My father retired when he was sixty years old. My mother had quit her job at the telephone company a few years earlier. My father sold his auto-body business, Jack's Body Shop, to a coworker. The shop was located on the heights in Hood River, which is a flat area above the downtown. By that time Hood River was undergoing its own metamorphosis, as wind surfers had come en masse, and dubbed it a mecca for their sport, owing to the relentless wind that sweeps down the gorge year round. Old homes in downtown were being bought up and painted in a myriad of carnival colors reminiscent of Haight-Ashbury, in San Francisco, in the 1960s.  Meanwhile, my siblings and I had moved on to various places throughout Oregon and California. I was living in San Francisco when my parents began selling off the land.
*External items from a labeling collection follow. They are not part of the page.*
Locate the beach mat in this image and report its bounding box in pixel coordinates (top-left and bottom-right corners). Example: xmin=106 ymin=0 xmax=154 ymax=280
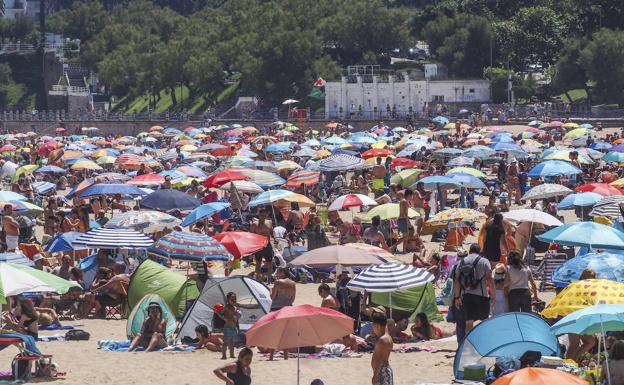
xmin=97 ymin=340 xmax=197 ymax=352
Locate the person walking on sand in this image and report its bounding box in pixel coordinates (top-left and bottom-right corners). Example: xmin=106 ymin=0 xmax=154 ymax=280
xmin=371 ymin=313 xmax=394 ymax=385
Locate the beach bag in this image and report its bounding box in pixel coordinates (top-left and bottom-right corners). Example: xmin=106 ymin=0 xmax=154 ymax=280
xmin=457 ymin=257 xmax=483 ymax=290
xmin=65 ymin=329 xmax=91 ymax=341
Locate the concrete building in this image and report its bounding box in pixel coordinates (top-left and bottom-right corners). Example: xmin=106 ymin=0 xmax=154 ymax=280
xmin=325 ymin=68 xmax=490 ymax=119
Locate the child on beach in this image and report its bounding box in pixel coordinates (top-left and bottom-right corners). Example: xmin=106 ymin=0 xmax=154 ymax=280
xmin=217 ymin=292 xmax=241 ymax=360
xmin=195 ymin=325 xmax=223 ymax=352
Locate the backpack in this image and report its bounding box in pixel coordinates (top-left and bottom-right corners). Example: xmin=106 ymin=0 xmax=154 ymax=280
xmin=457 ymin=257 xmax=483 ymax=290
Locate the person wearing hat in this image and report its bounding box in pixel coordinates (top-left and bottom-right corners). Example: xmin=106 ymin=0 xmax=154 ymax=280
xmin=128 ymin=302 xmax=168 ymax=352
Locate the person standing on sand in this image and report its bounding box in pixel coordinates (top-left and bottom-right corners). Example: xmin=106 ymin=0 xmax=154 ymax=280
xmin=371 ymin=313 xmax=394 ymax=385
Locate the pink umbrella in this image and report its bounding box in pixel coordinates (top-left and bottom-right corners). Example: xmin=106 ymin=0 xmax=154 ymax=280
xmin=246 ymin=305 xmax=353 ymax=384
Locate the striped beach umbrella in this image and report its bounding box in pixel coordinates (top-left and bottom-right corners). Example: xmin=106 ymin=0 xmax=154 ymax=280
xmin=347 ymin=263 xmax=434 ymax=293
xmin=73 ymin=227 xmax=154 ymax=249
xmin=148 ymin=231 xmax=232 ymax=261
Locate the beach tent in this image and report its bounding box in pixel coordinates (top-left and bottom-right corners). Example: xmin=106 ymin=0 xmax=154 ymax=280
xmin=371 ymin=282 xmax=442 ymax=322
xmin=453 ymin=313 xmax=559 ymax=380
xmin=128 ymin=259 xmax=199 ymax=317
xmin=178 ymin=275 xmax=271 ymax=339
xmin=126 ymin=294 xmax=176 ymax=341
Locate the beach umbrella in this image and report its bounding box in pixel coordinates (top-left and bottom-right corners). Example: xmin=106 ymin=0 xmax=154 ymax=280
xmin=140 ymin=189 xmax=201 ymax=211
xmin=574 ymin=183 xmax=624 ymax=196
xmin=204 ymin=170 xmax=247 ymax=188
xmin=78 ymin=183 xmax=146 ymax=198
xmin=528 ymin=160 xmax=583 ymax=178
xmin=105 ymin=210 xmax=182 ymax=234
xmin=446 ymin=167 xmax=485 ymax=178
xmin=492 ymin=367 xmax=589 ymax=385
xmin=589 ymin=195 xmax=624 ymax=219
xmin=557 ymin=192 xmax=604 ymax=210
xmin=0 ymin=263 xmax=80 ymax=304
xmin=214 ymin=231 xmax=269 ymax=259
xmin=182 ymin=202 xmax=231 ymax=227
xmin=537 ymin=222 xmax=624 ymax=249
xmin=503 ymin=209 xmax=563 ymax=226
xmin=290 ymin=243 xmax=386 ymax=267
xmin=319 ymin=154 xmax=364 ymax=172
xmin=426 ymin=208 xmax=486 ymax=226
xmin=522 ymin=183 xmax=573 ymax=201
xmin=347 ymin=263 xmax=434 ymax=293
xmin=148 ymin=231 xmax=232 ymax=261
xmin=44 ymin=231 xmax=87 ymax=253
xmin=328 ymin=194 xmax=377 ymax=211
xmin=247 ymin=190 xmax=295 ymax=207
xmin=219 ymin=180 xmax=264 ymax=194
xmin=551 ymin=250 xmax=624 ymax=287
xmin=245 ymin=304 xmax=354 ymax=385
xmin=362 ymin=203 xmax=420 ymax=222
xmin=541 ymin=279 xmax=624 ymax=318
xmin=72 ymin=227 xmax=154 ymax=249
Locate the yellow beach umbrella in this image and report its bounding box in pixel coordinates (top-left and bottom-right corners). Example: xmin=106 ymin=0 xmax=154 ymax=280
xmin=542 ymin=279 xmax=624 ymax=318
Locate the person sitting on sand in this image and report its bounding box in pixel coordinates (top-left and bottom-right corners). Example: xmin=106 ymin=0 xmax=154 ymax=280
xmin=128 ymin=302 xmax=168 ymax=352
xmin=213 ymin=348 xmax=253 ymax=385
xmin=195 ymin=325 xmax=223 ymax=352
xmin=411 ymin=313 xmax=443 ymax=340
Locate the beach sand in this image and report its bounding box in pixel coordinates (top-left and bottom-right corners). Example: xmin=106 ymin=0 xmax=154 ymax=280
xmin=0 ymin=126 xmax=615 ymax=385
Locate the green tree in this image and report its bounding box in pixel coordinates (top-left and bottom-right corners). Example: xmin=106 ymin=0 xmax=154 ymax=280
xmin=579 ymin=29 xmax=624 ymax=107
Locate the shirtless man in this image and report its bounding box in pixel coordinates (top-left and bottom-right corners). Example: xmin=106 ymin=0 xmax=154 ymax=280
xmin=371 ymin=313 xmax=394 ymax=385
xmin=372 ymin=158 xmax=386 ymax=196
xmin=2 ymin=204 xmax=19 ymax=251
xmin=319 ymin=283 xmax=340 ymax=310
xmin=250 ymin=209 xmax=273 ymax=282
xmin=271 ymin=267 xmax=297 ymax=311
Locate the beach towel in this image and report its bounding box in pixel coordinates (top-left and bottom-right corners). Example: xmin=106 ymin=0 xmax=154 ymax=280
xmin=97 ymin=340 xmax=196 ymax=352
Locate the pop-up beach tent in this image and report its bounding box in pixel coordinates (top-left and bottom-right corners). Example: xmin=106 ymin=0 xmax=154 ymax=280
xmin=178 ymin=276 xmax=271 ymax=339
xmin=128 ymin=259 xmax=199 ymax=318
xmin=453 ymin=313 xmax=559 ymax=380
xmin=126 ymin=294 xmax=176 ymax=341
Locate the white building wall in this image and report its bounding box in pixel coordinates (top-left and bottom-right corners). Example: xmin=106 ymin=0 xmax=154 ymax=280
xmin=325 ymin=77 xmax=490 ymax=118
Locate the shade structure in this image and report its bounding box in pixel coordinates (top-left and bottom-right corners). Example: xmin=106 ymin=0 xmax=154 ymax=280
xmin=126 ymin=174 xmax=165 ymax=186
xmin=557 ymin=192 xmax=603 ymax=210
xmin=246 ymin=305 xmax=353 ymax=350
xmin=503 ymin=209 xmax=563 ymax=226
xmin=105 ymin=210 xmax=181 ymax=234
xmin=182 ymin=202 xmax=231 ymax=226
xmin=214 ymin=231 xmax=269 ymax=258
xmin=453 ymin=313 xmax=559 ymax=385
xmin=538 ymin=222 xmax=624 ymax=249
xmin=552 ymin=250 xmax=624 ymax=287
xmin=347 ymin=263 xmax=434 ymax=293
xmin=542 ymin=279 xmax=624 ymax=318
xmin=219 ymin=180 xmax=264 ymax=194
xmin=72 ymin=227 xmax=154 ymax=249
xmin=140 ymin=189 xmax=201 ymax=211
xmin=528 ymin=160 xmax=583 ymax=178
xmin=0 ymin=263 xmax=80 ymax=304
xmin=247 ymin=190 xmax=295 ymax=207
xmin=328 ymin=194 xmax=377 ymax=211
xmin=290 ymin=244 xmax=386 ymax=267
xmin=44 ymin=231 xmax=86 ymax=253
xmin=575 ymin=183 xmax=624 ymax=196
xmin=79 ymin=183 xmax=146 ymax=198
xmin=149 ymin=231 xmax=232 ymax=261
xmin=204 ymin=170 xmax=247 ymax=187
xmin=522 ymin=183 xmax=573 ymax=201
xmin=426 ymin=208 xmax=486 ymax=226
xmin=589 ymin=195 xmax=624 ymax=218
xmin=492 ymin=367 xmax=589 ymax=385
xmin=319 ymin=154 xmax=364 ymax=172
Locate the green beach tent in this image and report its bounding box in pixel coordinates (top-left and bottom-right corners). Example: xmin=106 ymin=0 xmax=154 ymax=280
xmin=371 ymin=282 xmax=442 ymax=322
xmin=128 ymin=259 xmax=199 ymax=318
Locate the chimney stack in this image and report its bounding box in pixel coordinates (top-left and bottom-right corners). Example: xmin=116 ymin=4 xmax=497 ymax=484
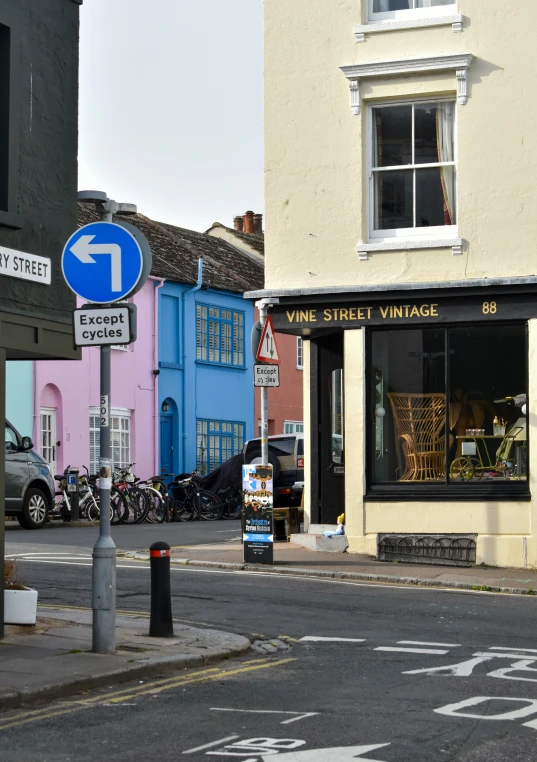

My father first sold two parcels of land, of twenty acres each, to people he knew in Hood River. He sold the last and largest parcel, about a hundred twenty acres, in 1990, to a fruit grower based out of California. The majority of the land had not been developed in over fifty years. There were stands of two hundred feet tall ponderosa pine on the hillsides, and mature oak. In the flat near the base of Hope Mountain, where my grandparents once grew bumper crops of strawberries, was a lovely creek, called Mosier Creek, that ran from the Cascade Mountains. My siblings and I had fished and swum in the creek on many occasions. Adios, Mother Nature.
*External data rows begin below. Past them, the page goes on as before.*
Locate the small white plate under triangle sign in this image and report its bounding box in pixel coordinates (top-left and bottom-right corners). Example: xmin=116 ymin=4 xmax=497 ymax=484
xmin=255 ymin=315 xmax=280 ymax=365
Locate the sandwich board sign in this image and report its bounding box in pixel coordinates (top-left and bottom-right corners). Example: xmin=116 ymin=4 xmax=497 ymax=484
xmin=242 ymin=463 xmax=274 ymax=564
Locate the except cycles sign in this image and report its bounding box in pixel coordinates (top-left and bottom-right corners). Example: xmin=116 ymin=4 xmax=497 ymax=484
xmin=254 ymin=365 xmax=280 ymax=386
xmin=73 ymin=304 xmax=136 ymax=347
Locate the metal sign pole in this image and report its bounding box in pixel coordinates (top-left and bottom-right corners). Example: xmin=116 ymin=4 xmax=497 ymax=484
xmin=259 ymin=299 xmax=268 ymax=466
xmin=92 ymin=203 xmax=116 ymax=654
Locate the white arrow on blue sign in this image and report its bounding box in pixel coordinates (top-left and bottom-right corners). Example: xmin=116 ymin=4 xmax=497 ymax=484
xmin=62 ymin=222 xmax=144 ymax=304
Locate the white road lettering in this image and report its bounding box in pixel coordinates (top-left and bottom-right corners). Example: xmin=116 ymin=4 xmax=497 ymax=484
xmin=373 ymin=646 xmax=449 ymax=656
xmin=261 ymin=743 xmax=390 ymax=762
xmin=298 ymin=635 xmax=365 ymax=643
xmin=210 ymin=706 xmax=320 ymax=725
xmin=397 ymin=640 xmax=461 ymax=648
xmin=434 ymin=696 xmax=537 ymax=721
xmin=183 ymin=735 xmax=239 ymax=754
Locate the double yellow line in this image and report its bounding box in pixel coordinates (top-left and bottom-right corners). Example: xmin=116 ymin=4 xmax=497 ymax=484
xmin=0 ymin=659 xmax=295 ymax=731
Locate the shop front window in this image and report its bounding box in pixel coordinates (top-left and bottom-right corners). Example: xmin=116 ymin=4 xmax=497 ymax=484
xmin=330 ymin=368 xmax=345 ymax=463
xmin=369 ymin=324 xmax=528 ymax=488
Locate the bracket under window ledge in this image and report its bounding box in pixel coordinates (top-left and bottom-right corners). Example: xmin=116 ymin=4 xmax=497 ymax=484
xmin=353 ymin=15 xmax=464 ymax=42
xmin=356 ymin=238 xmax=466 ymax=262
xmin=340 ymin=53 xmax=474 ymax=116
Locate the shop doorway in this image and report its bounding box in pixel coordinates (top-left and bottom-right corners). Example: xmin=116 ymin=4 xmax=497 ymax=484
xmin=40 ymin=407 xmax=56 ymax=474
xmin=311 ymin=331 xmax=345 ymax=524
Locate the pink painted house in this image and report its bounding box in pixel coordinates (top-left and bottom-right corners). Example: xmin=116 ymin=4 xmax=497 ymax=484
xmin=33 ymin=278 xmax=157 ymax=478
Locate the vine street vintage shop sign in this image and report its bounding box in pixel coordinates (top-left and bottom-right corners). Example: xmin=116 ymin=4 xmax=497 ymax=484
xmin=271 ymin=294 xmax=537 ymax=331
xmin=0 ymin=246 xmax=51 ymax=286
The first thing the new fruit company owner did was ravage the land. He brought in Mexican workers to cut the big trees, plow the virgin ground, and plant row after row of cherry trees on the hillsides. He expanded the large ponds my father had bulldozed out of the hill, to capture runoff from the hillside. It was very sad. Now the property is dotted with cherry trees, and pesticides are being used on a regular basis. The runoff from the pesticides makes its way into the water table and ends up in the creek. I know my father wasn't thinking of us or the land when he executed his plan. The land was worth over a million dollars, and my father sold it for $300,000.

This is why one of my goals is to own land again. I relate to the the film "Off the Map." It is the way most people should live. If you get the chance to own your own land, you should grab the opportunity. On my future land I'm going to raise organic fruits and vegetables. And when I die I'll be sure people I love get a piece of it.
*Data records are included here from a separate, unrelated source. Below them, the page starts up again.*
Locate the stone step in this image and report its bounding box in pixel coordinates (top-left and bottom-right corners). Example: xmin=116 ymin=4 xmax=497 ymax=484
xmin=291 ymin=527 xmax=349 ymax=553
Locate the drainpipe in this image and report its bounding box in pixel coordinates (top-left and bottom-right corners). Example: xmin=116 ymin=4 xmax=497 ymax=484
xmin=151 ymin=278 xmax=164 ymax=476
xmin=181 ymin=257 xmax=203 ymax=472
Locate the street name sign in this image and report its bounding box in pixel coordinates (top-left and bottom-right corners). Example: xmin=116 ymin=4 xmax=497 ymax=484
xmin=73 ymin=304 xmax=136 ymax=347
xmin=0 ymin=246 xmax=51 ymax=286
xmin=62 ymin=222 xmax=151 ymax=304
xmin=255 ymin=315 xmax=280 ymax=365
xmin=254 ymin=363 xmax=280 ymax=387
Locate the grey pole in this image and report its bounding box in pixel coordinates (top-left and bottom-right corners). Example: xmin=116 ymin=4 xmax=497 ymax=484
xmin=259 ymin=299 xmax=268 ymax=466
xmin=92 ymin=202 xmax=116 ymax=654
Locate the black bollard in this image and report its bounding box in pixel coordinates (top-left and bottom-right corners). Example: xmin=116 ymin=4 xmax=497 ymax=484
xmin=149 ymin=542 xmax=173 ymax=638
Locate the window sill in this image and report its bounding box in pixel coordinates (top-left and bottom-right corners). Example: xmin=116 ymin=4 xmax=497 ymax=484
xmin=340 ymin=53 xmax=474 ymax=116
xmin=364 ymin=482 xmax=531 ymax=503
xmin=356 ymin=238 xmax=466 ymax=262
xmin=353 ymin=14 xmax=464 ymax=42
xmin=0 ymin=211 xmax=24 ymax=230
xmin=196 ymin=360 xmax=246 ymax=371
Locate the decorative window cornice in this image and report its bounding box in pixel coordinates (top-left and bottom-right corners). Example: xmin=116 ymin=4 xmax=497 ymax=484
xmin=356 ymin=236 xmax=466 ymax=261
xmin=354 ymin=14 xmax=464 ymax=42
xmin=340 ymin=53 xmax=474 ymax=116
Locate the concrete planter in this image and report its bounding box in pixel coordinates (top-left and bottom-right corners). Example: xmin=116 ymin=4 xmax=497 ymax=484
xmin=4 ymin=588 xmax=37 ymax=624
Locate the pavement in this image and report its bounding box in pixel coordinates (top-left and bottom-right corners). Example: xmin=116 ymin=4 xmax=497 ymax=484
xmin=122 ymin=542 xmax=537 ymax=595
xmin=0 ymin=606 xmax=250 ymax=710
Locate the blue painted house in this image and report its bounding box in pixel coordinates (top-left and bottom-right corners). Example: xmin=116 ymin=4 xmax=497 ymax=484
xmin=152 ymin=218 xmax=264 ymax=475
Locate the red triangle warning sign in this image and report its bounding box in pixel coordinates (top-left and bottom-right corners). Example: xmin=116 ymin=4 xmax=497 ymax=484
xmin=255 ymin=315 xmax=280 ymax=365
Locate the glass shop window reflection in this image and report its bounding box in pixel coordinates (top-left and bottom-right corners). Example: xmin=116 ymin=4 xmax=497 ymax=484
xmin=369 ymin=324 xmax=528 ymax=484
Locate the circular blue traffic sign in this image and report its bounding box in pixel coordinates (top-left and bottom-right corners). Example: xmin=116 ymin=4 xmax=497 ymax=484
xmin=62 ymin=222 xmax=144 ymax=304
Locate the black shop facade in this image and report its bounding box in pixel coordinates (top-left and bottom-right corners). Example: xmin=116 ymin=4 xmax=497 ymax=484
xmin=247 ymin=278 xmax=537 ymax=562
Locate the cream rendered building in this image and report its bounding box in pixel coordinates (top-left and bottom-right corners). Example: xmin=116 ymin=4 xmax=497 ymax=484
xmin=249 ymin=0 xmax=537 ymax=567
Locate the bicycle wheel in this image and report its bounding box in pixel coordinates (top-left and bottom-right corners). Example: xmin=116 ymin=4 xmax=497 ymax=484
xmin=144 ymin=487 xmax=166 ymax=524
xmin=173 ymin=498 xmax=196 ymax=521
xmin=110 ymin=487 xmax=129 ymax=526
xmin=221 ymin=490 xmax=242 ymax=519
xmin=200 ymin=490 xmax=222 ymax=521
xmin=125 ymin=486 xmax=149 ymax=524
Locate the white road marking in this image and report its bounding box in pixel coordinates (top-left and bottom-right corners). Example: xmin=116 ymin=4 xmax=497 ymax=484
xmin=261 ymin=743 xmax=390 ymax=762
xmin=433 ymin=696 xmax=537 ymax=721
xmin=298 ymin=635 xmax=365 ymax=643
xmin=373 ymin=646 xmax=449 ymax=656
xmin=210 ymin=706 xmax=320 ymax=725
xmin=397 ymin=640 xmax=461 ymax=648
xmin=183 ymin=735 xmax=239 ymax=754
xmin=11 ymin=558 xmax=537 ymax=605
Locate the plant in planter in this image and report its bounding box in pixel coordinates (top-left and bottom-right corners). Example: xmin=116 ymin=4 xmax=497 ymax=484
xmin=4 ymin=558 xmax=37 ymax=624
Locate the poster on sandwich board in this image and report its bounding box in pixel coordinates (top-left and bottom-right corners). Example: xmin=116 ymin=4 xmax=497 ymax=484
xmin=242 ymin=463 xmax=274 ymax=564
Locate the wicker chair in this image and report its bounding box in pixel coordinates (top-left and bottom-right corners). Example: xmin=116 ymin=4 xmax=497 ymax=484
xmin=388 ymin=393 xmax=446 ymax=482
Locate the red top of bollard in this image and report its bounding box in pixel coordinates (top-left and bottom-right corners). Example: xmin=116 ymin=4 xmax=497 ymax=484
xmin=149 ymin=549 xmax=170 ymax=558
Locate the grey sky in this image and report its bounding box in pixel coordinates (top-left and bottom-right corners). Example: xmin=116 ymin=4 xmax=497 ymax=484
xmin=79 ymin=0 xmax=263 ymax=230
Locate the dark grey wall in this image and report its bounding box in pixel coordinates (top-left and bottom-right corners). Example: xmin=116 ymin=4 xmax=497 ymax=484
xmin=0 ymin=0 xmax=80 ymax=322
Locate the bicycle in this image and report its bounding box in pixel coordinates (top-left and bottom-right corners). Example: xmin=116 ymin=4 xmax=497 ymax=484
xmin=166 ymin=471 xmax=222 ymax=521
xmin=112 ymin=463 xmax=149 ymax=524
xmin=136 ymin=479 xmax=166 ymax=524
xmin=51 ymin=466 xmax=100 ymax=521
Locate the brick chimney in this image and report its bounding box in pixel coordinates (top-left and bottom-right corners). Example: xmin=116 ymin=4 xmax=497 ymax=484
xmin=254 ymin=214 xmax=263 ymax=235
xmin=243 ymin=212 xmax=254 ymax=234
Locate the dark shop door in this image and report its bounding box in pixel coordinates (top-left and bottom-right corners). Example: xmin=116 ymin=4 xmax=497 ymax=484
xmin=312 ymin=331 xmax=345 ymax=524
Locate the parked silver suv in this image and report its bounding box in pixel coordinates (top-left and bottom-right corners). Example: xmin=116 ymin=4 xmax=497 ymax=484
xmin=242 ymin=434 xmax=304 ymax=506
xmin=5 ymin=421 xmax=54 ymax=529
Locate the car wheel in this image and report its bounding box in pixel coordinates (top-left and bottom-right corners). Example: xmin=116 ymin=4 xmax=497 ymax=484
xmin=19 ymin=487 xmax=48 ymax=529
I do not know if retirement is all it is made out to be. I was walking on the snow covered sidewalk in my neighborhood two days ago and I had to walk around an older gentleman who was walking rather slowly. I noted he was about sixty years of age, and well dressed for the weather, in a long wool coat, and durable boots. I struck up a conversation regarding his preparedness, and he mentioned that he was retired, and not in any hurry to get anywhere. I said it must be nice to be retired, and he replied that mostly he was bored and didn't know what to do with his time. That wouldn't be the case with me. I would always be busy doing some project. When I go, maybe I'll be holding a paint brush in one hand, or I'll have my head resting on a manuscript I just printed out. Or maybe I will have just taken a bite of ripe mango that I am painting a still life of, the morning sunlight coming in my studio windows, glinting off its colorful skin.

Retirement is a long ways off, but maybe I won't retire. Maybe I'll just keep on keeping on until I die. I want to die with a smile on my face. That's the best retirement there is: dying happy.